Five separate times in the past year, I’ve gone to work at the same cabin at the Lillian E. Smith Center in North Georgia. I typically stay for five days at a stretch in Wiggie. I write in the bed, sometimes at the desk, sometimes in the comfy chair by the fireplace, sometimes on the deck. But mostly, in the bed. It’s a tiny cabin, one room with a kitchen area, a sitting area, and a bathroom. There are always fresh flowers on the table when I arrive. The room is clean, wood paneled walls, the same familiar green sheets on the bed. It feels like home to me. The TV is about 100 years old (I’ve never turned it on), and there’s barely even enough room to pace around. (Although one time I got 20,000 steps from walking in small circles around the inside of the cabin!

Tiny, old-fashioned, nothing fancy. But it’s like heaven to me. I crave going. I miss it when I’m not there. I do amazing work there. My brain is open, and my fingers move fast. I’ve even gotten a little superstitious about it. Like I fear I must be there in order to write well.

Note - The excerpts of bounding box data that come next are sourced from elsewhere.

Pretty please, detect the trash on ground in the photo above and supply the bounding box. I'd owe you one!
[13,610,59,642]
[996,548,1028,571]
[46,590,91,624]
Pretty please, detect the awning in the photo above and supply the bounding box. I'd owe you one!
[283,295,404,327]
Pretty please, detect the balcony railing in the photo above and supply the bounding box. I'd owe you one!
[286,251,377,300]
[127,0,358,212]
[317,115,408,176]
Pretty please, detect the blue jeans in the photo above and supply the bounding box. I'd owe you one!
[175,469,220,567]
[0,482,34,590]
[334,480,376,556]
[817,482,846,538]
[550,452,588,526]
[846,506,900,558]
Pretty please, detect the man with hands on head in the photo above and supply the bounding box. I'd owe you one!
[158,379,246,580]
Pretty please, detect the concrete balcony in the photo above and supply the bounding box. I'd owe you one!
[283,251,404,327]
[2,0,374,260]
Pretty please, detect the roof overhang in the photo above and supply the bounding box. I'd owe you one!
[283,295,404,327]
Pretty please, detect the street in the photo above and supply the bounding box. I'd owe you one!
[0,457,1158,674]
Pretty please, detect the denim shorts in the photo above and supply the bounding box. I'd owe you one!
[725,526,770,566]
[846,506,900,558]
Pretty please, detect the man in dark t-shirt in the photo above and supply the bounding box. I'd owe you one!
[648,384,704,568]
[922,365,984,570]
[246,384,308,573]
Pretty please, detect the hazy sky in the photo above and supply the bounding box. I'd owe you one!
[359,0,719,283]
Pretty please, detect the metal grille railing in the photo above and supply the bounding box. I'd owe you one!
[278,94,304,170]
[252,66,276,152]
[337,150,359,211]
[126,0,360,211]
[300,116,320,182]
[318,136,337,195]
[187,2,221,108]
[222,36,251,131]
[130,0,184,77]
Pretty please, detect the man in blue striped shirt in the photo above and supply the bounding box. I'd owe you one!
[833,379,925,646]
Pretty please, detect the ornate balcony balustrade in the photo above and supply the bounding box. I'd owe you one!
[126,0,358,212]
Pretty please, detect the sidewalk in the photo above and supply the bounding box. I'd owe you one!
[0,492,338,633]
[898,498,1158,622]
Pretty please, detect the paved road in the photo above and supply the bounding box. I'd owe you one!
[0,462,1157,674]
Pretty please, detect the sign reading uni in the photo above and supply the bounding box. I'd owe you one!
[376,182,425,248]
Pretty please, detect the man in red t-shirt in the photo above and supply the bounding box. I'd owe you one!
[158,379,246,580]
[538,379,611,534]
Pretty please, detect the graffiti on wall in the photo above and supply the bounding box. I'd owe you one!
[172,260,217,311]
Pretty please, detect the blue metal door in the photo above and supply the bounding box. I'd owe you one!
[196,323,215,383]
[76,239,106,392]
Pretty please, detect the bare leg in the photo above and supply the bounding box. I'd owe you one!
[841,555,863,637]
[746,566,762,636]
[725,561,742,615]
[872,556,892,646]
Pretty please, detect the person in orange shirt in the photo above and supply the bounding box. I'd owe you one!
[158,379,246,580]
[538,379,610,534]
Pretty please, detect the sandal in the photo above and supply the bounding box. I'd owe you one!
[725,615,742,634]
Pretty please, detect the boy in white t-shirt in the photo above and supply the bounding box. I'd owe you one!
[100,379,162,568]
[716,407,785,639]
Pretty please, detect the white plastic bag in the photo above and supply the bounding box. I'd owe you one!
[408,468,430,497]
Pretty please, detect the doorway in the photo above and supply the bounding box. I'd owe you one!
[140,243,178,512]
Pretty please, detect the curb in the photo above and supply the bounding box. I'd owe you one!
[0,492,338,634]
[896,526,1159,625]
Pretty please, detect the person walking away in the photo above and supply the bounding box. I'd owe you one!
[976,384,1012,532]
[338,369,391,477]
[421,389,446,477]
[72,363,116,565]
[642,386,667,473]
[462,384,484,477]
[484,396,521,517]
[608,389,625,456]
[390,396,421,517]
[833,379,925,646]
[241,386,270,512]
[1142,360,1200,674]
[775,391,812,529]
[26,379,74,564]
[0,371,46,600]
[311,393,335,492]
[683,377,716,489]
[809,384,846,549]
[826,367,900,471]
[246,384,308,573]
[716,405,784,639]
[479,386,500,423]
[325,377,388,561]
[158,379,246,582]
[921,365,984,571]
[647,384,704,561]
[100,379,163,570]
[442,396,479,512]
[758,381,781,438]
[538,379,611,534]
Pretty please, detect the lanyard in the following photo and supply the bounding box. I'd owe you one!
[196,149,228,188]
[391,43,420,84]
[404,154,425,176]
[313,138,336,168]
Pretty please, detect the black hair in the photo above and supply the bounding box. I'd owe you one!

I was supposed to head up to the mountains recently but decided not to travel during this time of self-quarantine. My husband said I should go anyway. I would never even need to leave the cabin! Just one stop on the way there to gas up the car…

I plan on returning soon. I have work to do. So much work, and I know just how to do that work at the cabin.

Thank you, Dear Lillian, for providing me the space to work in peace. I love your space.